D.C.’s Rainbow History Project says it will honor and recognize 12 individuals and one organization by designating them as Community Pioneers “for their diverse contributions to the Washington-area LGBTQ community” at a Dec. 9 virtual celebration.

“Rainbow History Project is an all-volunteer organization dedicated to collecting, preserving and sharing the LGBT history of metropolitan Washington, D.C.,” the group says in a statement announcing the event. “The Pioneers awards recognize diverse community leaders for their roles as organizational founders, innovators, advocates and volunteers,” the statement says.

“The Pioneers celebration will be held virtually and is designed with special features that reproduce the feeling of attending in-person, such as live streaming and video chatting with other attendees and Pioneers before and after the core awards programing,” according to the statement.

“Celebrating our Community Pioneers has been a cherished tradition since Rainbow History Project’s founding 21 years ago,” said Rob Berger, the organization’s chairperson. “It’s always an inspiring event, and we are happy that our virtual platform will still allow participants to meet and talk with the Pioneers,” Berger said in the statement.

The virtual event is free and open to the public, the statement says.
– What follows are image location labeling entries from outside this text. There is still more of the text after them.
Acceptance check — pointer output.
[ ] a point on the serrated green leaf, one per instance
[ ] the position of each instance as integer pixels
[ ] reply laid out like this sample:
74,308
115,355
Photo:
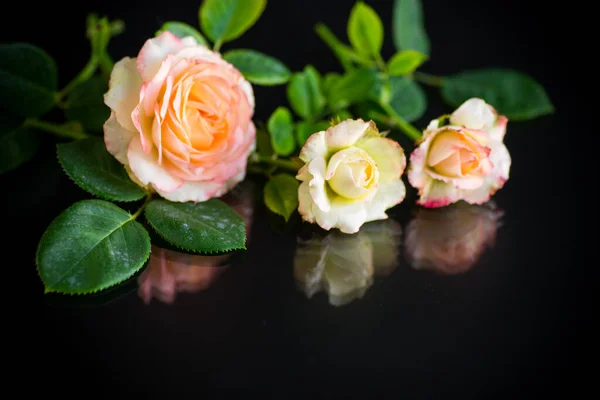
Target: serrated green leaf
352,88
225,20
182,30
28,80
281,195
304,129
365,30
18,143
305,93
85,103
409,27
206,227
512,93
281,130
89,165
258,68
405,62
91,246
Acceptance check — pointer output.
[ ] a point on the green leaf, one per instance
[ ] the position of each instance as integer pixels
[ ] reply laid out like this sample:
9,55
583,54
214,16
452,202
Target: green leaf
28,80
304,129
408,26
352,88
305,94
258,68
407,98
281,129
406,62
95,170
85,104
512,93
91,246
18,143
365,30
206,227
281,195
225,20
182,30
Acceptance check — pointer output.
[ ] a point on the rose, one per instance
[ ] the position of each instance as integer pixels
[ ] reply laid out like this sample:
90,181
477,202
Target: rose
450,240
180,120
342,265
465,160
351,176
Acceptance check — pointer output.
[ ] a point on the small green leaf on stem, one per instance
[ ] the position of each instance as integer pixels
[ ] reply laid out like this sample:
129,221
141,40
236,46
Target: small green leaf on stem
206,227
182,30
405,62
281,195
365,30
91,246
281,129
258,68
225,20
409,27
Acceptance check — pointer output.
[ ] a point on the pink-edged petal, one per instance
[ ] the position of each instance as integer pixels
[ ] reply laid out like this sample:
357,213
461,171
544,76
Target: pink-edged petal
117,138
314,147
388,156
388,195
346,133
318,190
498,131
438,194
195,191
145,167
154,52
124,90
474,113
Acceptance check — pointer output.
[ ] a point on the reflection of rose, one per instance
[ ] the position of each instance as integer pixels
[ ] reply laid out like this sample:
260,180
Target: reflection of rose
169,272
450,240
343,265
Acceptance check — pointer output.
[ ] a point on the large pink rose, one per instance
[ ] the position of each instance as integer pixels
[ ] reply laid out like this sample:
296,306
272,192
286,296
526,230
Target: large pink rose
464,159
181,119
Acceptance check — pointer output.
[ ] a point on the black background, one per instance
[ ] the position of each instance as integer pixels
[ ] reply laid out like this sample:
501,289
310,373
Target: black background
509,328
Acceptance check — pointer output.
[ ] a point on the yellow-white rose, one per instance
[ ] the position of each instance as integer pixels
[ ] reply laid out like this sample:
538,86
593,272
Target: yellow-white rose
351,176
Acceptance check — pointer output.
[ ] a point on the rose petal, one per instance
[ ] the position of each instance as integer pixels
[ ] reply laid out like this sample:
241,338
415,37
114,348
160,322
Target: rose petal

Organizers released this link for those interested in attending, saying a short registration process may require registering in advance. 

Remo Conference

Following is the list of Community Pioneers scheduled to be honored at the Dec. 9 event as released by Rainbow History Project along with the project’s description of their backgrounds.

Arlington Gay and Lesbian Alliance, a local group that since its founding has addressed equal rights issues for LGBTQ Virginians from a state and local perspective.

– Eboné F. Bell, founder and editor-in-chief of Tagg Magazine and Tagg Communication LLC.

Bart Forbes, founding member of “Gay Fairfax,” a pioneering television newsmagazine program in Northern Virginia.

– Ellen Kahan, youth and family advocate, president of Rainbow Families, former director of the Lesbian Services Program at Whitman-Walker Health, and currently senior director of programs and partnerships at the Human Rights Campaign Foundation.

– Theodore Kirkland (deceased), a co-founder of D.C. Black Pride in 1991, member of the Gay Liberation Front and Skyline Faggots, active community health volunteer and advocate.

– Paul Marengo, community leader through LGBTQ organizations including Reel Affirmations, Cherry Fund, and Pride celebrations for youth, Latino, Black and Transgender communities.

– David Mariner, executive director of CAMP Rehoboth, and former executive director of the D.C. Center for the LGBT Community.

– Mark Meinke founder longtime chair, Rainbow History Project, and co-founder of Rainbow Heritage Network, a national organization for the recognition and preservation of sites, history and heritage associated with sexual and gender minorities.

– Michael “Micci” Sainte Andress, artist, health educator and advocate and an early leader in bringing African Americans into HIV/AIDS clinical trials.

– Boden Sandstrom, founder and owner of Woman Sound (later City Sound), the first all-woman sound company, which makes LGBTQ rights rallies and the women’s music scene possible.

Casse Culver (deceased), nationally acclaimed D.C. lesbian feminist singer-songwriter, and partner of Boden Sandstrom, whose followers said her love songs and feminist lyrics moved audiences from foot stomping to silent reflection.  

Alan Sharpe, playwright, director and co-founder of the African American Collective Theater in Washington, D.C., in 1976, which now focuses on LGBTQ life and culture in the Black community.